The Strengthening Health Outcomes through the Private Sector (SHOPS) Project

SHOPS – USAID's flagship initiative in private sector health – trained doctors, nurses and midwives in the private provider network to do family planning counseling and service delivery, with an emphasis on long-acting reversible contraceptive methods and maternal and child health services. Parallel activities – demand creation conducted through trained birth attendants and volunteer community health promoters – helped educate women about family planning options. In the last quarter of 2015 alone, SHOPS mobilized more than 1,300 women to adopt a modern family planning method.

A PMI AIRS entomology technician identifies mosquitoes at the Enugu sentinel site in Nigeria.
A private health facility nurse talks to women in a mosque about child spacing during a community mobilization meeting.
SHOPS Nigeria trained family planning community health promoters (CHPs) – volunteers who are respected in their communities – who used family planning counseling brochures and job aids to educate people in their communities and make referrals to trained private providers. CHPs also work directly with trained facilities to organize promotion events like community health days, which offer services to the community to attract new clients.
Photo credit: SHOPS The project assisted private providers in independent clinics to improve, expand, and sustain their practices by increasing access to loans and business training. The project structured a Development Credit Authority (DCA) loan guarantee focused on health providers. By the end of 2015, three banks had provided nearly 2,000 loans worth $13.9 million.

SHOPS also educated private providers – such as doctors and nurses, community pharmacists, and private drug shops, known as proprietary patent medicine vendors (PPMVs) – on the proper guidelines for treating uncomplicated childhood diarrhea through a combination of oral rehydration solution (ORS) and zinc, as recommended by the World Health Organization.

The SHOPS diarrhea management program operated in two target states: Nasarawa and Abia. In January 2016 the program in Benue state transitioned to The Bill & Melinda Gates Foundation funding under the iCARE Project, which Abt also is involved in. To date, more than 4,500 PPMVs have been trained on diarrhea management. SHOPS also worked with local zinc manufacturers and importers to ensure that both ORS and zinc products were available to caregivers. Major activities also included mass media campaigns with radio ads in local languages, outreach to more than 10,000 community-based organizations, and training of 300 zinc champions.


West Africa Trade and Investment Hub

Through its Financial Advisors Network, the Abt-managed USAID West Africa Trade and Investment Hub is developing in-country and regional capacity to generate sound, bankable proposals for business investment and loan approvals.
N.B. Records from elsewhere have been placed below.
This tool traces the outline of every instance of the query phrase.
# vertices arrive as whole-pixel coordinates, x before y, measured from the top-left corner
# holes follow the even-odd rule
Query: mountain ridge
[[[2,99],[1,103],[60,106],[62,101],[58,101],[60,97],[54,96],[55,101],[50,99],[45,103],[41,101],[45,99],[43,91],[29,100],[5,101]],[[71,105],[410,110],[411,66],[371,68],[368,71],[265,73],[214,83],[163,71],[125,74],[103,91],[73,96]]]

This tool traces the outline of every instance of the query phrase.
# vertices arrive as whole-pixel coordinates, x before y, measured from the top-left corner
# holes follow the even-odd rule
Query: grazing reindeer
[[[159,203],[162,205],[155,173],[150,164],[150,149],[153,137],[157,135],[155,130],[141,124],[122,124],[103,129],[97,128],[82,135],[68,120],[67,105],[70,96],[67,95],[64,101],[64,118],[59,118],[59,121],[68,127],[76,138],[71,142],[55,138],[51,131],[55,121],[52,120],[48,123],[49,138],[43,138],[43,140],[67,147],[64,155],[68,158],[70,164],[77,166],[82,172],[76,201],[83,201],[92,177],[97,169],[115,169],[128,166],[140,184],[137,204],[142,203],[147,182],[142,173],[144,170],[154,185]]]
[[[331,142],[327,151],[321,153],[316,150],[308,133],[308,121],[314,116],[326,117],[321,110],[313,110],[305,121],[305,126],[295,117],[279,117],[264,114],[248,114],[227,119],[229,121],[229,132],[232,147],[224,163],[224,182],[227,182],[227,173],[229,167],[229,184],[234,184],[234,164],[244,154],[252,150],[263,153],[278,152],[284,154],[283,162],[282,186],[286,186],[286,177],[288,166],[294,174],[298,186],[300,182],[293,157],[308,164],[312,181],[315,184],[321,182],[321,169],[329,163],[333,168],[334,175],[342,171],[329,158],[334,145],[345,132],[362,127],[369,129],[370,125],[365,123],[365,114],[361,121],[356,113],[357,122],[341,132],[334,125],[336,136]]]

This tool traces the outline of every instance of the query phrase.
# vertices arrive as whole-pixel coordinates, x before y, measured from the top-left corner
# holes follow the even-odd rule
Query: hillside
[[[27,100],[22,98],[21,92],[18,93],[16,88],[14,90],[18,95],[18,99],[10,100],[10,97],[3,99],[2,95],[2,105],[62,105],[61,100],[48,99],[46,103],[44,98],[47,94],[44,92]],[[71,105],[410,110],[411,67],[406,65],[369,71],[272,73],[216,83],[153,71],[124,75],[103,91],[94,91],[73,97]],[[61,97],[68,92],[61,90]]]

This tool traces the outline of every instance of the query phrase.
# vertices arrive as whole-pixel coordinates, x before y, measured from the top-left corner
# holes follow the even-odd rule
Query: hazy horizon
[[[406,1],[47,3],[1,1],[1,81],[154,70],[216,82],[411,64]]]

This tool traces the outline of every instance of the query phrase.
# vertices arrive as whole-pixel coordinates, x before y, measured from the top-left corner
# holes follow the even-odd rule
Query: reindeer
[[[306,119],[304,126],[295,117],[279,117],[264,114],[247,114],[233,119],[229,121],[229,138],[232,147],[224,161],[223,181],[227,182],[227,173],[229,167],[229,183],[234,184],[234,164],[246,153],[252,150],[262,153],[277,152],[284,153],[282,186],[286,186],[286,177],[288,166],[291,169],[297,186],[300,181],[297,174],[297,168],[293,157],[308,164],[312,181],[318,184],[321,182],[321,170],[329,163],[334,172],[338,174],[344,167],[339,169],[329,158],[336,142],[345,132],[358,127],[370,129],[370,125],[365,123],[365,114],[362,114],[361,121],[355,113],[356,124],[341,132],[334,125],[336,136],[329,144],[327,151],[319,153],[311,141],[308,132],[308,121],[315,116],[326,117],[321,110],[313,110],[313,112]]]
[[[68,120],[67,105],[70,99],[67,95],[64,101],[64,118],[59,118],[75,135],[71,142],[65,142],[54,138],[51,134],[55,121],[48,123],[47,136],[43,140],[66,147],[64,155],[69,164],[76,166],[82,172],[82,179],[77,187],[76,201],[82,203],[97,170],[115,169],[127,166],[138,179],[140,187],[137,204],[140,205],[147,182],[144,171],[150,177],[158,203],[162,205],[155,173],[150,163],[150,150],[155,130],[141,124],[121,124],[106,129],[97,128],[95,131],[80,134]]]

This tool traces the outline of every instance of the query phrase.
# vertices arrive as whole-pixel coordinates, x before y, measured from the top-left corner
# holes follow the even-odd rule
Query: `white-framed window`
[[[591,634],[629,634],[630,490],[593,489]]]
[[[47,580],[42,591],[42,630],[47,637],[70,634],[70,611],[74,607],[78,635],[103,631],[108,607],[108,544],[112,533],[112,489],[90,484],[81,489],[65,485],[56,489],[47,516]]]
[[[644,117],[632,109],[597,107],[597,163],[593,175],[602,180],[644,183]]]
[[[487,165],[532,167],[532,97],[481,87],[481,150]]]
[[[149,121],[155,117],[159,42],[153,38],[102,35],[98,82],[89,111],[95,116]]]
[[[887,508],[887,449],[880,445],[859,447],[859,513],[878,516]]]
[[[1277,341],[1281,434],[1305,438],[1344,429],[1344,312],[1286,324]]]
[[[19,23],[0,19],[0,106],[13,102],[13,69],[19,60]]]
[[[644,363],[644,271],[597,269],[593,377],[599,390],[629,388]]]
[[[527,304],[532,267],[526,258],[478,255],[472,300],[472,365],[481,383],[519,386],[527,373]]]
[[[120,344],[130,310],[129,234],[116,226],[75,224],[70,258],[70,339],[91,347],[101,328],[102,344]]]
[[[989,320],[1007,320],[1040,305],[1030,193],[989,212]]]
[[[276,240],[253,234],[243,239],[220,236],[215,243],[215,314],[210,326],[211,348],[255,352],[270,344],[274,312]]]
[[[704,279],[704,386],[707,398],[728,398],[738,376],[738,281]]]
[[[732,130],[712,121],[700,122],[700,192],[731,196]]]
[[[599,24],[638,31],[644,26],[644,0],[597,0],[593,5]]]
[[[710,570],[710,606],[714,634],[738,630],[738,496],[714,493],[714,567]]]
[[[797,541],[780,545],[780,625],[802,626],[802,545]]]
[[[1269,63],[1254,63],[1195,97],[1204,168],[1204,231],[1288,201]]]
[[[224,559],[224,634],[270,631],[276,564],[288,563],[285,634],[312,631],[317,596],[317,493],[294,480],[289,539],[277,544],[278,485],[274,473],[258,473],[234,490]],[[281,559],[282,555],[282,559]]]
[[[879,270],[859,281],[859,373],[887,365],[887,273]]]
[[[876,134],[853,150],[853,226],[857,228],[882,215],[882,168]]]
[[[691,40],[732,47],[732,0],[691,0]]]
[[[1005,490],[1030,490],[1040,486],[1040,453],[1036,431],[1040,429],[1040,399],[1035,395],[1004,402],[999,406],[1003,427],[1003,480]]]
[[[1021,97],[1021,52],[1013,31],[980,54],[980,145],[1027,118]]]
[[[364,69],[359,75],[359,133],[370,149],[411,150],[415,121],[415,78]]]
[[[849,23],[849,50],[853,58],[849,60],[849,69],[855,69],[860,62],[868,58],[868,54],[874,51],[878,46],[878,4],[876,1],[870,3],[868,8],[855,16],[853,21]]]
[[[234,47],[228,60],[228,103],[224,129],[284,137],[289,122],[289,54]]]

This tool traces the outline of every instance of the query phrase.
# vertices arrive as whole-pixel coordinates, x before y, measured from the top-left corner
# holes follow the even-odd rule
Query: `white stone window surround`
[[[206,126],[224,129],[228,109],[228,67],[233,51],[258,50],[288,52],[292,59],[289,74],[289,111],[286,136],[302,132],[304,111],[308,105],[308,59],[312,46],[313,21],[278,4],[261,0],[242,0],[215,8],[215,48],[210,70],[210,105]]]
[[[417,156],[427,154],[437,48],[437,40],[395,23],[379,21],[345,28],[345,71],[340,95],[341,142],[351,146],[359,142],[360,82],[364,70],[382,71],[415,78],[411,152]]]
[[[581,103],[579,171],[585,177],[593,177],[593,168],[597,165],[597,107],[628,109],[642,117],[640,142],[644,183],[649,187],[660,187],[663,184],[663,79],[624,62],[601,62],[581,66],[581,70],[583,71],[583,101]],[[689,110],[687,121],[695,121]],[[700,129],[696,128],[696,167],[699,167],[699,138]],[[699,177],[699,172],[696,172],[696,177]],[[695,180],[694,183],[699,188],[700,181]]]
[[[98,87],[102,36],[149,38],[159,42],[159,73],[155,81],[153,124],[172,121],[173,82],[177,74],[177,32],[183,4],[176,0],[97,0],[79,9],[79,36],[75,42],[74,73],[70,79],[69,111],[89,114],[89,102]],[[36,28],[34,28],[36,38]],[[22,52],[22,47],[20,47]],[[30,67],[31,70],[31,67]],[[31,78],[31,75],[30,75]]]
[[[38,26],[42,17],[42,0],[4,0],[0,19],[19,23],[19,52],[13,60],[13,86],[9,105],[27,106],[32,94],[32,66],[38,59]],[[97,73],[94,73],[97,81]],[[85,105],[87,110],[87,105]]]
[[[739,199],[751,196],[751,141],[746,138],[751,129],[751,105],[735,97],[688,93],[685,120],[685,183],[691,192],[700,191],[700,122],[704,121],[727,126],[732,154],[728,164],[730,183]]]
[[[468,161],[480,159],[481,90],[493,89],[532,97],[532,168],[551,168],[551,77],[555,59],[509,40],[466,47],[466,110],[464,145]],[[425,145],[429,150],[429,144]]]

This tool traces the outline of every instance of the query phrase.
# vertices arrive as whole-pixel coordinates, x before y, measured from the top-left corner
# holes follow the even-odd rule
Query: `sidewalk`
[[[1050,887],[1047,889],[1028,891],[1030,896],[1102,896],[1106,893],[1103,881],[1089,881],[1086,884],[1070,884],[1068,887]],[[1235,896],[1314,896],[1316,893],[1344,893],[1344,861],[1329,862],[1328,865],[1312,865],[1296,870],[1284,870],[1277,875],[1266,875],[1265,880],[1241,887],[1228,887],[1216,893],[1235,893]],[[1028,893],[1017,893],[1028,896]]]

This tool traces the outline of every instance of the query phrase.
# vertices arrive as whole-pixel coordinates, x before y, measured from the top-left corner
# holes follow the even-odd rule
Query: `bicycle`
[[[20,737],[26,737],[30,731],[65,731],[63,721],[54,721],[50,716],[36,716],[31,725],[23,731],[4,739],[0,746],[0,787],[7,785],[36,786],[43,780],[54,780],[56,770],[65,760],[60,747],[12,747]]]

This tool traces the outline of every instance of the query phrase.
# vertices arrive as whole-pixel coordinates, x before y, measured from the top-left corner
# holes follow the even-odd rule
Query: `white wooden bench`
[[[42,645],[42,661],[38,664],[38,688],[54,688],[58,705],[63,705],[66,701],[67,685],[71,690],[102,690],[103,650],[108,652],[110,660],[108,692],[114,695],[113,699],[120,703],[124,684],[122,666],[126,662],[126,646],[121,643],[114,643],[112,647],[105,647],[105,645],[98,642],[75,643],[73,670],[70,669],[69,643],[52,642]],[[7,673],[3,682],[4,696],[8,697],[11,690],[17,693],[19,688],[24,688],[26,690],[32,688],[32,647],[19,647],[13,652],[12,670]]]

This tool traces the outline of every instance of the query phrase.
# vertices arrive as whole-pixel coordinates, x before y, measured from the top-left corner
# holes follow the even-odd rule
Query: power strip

In Nigeria, the Trade Hub works with 10 financial advisors—six in Lagos and four in Abuja—who have established $17 million in proposals with several large companies seeking expansions.

The Trade Hub is working with Nigerian grain traders and processors to plan and realize major investments, including a cornstarch processing plant to supply domestic food processors and export markets, upgraded rice mills, and a packaging facility for domestic, middle market urban consumers. The Trade Hub also gives logistics support to the Federated Foodstuff Dealers Association in Lagos.

In late 2015, the Hub collaborated with the Nigerian Institute of Animal Science to organize a B2B event in Lagos to promote investment in the country’s animal feed sector. “From Mash to Pellet: Adding Value in the Animal Feed Sector,” drew more than 100 stakeholders to discuss innovations in equipment, ingredients, and techniques that would catalyze investment in product and process upgrading. Improvements in the animal feed sector benefit those working in livestock as well as maize, millet, sorghum and rice, as all are processed as animal feed.


Increasing Care Seeking Behavior in Nigeria for the Treatment of Childhood Illnesses (ICARE)

Abt Global was subcontracted by Pact International in 2014 to provide technical assistance to the ICARE Project. Abt is responsible for ensuring the availability and supply of diarrhea treatments in the private sector and for training PPMVs and community pharmacists in diarrhea management.